That question relates to recent concerns that from travelers regarding upcoming domestic trips to some of the United States’ great national parks and monuments. Because the 2014 budget hasn’t been passed, the National Parks Service has furloughed park staff, and as a result, parks from Maine to Hawaii have been closed to tourist and visitors. Just in one park alone it is estimated that 10,000 visitors will have been effected by the park closure. One story tells of a traveler that has planned a trip into the Grand Canyon for 18 years and who has $16,000 of paid trip costs not being able to begin his journey down the canyon because of the closure. Others are afraid that it might spread to air traffic control and to the TSA.
Can trip insurance help with this type of exposure? The quick answer is no. Trip cancellation and interruption coverage is a named peril coverage. Translating that into plain English, it means that the insurance companies have specific lists of covered reasons in their policies, and only those reasons that are listed are reasons why a traveler can cancel or interrupt a trip and be covered by the insurance company. None of the policies cover losses caused by a government shutdown.

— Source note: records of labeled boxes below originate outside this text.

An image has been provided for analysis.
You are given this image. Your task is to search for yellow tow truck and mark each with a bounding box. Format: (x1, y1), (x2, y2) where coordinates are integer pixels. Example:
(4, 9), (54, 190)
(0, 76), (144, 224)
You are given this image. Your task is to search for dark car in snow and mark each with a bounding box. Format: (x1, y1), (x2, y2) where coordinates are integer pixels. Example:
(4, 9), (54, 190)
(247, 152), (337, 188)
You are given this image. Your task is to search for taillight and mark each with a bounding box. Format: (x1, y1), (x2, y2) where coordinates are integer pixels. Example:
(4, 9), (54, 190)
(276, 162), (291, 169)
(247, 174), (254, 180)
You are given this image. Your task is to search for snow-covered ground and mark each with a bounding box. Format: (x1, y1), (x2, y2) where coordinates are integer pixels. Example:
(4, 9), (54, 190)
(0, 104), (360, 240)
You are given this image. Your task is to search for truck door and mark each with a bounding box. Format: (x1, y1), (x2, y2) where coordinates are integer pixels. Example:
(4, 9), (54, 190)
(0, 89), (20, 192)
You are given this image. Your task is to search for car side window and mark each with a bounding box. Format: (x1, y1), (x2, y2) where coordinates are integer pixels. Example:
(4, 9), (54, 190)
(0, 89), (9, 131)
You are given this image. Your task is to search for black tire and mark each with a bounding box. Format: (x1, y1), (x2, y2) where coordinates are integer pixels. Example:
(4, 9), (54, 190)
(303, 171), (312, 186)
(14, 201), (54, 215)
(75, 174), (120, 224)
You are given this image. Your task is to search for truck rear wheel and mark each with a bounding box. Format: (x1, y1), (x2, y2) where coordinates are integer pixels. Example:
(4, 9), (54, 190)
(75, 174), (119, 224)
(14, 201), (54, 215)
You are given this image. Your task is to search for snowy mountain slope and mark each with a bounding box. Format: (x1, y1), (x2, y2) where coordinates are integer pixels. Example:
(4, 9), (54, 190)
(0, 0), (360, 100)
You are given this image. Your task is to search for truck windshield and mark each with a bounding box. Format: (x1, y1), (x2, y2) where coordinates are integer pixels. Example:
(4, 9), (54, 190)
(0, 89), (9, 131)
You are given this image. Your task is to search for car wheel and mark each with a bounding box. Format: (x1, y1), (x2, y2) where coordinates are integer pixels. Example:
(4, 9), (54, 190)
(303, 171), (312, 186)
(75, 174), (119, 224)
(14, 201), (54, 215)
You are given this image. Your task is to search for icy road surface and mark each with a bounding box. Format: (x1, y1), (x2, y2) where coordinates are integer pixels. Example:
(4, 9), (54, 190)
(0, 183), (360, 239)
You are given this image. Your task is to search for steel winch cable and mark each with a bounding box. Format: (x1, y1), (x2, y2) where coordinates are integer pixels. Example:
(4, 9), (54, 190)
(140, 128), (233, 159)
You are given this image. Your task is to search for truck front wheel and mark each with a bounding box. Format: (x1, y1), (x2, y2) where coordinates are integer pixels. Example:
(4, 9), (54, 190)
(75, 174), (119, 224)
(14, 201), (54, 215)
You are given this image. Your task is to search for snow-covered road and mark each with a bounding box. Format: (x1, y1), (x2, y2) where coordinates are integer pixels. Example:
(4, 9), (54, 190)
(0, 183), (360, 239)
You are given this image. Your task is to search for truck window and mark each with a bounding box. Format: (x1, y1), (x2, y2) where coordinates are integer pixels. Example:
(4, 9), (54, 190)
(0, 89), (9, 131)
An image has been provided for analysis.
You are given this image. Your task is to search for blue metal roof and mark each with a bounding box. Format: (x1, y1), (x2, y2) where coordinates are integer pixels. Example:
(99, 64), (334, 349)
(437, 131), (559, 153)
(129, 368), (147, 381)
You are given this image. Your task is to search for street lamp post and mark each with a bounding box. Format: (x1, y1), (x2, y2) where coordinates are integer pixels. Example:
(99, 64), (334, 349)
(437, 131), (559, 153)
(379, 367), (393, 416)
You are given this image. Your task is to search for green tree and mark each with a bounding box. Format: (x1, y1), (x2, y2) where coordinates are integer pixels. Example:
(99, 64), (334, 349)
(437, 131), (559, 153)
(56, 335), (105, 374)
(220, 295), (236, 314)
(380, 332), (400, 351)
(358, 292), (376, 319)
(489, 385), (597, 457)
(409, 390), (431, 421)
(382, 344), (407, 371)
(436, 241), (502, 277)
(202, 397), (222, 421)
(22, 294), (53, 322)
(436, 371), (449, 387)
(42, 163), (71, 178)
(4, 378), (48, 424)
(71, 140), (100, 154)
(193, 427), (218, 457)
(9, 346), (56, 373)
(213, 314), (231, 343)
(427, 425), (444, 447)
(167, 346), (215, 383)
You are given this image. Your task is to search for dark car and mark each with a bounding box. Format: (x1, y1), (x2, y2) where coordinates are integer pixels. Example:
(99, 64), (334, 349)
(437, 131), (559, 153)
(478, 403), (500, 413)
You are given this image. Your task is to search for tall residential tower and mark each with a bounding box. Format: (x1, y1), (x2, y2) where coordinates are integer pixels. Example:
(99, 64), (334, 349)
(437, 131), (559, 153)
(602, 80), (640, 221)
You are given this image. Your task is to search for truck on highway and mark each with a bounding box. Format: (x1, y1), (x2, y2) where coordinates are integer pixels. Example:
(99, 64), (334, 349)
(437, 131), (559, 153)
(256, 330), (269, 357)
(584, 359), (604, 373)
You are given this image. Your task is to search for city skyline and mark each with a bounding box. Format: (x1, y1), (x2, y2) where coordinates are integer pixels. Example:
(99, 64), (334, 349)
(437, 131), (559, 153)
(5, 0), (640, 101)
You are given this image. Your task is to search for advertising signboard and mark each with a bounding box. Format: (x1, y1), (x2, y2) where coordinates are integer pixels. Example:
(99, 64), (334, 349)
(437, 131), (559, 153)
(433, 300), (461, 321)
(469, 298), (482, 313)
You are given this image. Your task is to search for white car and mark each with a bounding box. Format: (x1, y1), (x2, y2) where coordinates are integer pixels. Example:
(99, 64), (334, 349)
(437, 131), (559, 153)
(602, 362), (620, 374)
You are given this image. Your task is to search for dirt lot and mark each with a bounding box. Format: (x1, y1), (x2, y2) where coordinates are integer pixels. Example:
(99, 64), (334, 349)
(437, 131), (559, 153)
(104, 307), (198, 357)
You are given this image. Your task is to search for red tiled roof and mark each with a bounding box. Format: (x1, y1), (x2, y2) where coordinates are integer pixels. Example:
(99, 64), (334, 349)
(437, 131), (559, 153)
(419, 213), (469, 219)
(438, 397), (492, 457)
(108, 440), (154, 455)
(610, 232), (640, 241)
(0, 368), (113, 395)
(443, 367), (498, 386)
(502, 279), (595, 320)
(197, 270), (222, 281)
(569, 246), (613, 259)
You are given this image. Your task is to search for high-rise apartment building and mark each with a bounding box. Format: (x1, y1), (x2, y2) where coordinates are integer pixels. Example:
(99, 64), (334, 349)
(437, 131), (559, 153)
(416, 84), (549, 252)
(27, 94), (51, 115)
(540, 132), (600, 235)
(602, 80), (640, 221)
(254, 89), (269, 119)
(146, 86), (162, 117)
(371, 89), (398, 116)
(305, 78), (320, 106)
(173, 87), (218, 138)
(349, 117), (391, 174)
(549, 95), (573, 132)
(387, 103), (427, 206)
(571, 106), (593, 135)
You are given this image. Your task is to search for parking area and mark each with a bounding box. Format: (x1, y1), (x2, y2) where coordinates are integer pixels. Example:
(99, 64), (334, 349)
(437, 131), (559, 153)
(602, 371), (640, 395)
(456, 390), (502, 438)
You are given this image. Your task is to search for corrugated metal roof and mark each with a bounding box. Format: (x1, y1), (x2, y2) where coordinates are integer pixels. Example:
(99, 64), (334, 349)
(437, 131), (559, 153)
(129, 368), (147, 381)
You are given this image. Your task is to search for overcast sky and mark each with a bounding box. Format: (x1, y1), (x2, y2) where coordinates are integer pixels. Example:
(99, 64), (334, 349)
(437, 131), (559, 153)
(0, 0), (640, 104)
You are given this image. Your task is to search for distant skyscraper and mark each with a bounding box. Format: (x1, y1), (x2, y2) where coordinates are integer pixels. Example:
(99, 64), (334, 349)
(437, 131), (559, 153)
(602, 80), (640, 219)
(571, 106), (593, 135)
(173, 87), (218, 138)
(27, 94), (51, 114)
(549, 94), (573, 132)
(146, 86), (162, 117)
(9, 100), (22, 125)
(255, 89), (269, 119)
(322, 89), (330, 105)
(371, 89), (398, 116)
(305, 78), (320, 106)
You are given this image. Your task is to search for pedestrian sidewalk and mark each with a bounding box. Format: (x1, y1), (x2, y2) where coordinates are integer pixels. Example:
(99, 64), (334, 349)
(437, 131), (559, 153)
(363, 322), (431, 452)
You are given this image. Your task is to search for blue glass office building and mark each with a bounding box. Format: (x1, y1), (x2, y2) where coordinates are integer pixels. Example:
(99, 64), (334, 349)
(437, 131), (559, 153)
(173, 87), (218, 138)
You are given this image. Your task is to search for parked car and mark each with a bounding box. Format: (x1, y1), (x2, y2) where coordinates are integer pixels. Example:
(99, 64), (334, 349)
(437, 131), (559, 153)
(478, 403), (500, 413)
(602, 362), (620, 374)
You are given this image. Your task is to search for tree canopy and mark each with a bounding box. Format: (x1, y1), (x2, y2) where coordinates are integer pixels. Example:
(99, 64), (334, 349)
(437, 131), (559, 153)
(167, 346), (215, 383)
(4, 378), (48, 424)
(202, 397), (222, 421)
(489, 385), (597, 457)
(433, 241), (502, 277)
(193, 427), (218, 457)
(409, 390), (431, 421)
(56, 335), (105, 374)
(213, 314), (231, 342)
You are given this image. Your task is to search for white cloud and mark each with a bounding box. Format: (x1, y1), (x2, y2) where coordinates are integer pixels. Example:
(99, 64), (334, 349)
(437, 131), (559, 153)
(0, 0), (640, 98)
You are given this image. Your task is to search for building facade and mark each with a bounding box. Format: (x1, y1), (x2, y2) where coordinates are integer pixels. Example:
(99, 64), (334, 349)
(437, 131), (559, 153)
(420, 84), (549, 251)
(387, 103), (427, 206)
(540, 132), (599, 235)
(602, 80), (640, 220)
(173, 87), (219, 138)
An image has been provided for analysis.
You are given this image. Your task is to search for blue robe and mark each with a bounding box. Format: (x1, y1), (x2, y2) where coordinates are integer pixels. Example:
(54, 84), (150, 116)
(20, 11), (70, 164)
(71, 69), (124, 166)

The only option available to a traveler is to find a policy that offers “cancel for any reason coverage.” That coverage is available, however, there are time restrictions concerning when coverage must be purchased, and all plans contain significant co-pays in the event of a claim. In addition, cancellations must occur prior to 48 hours before departure.
So, can travel insurance help alleviate the financial pain caused by the effects of a governmental shutdown on travel? Probably not.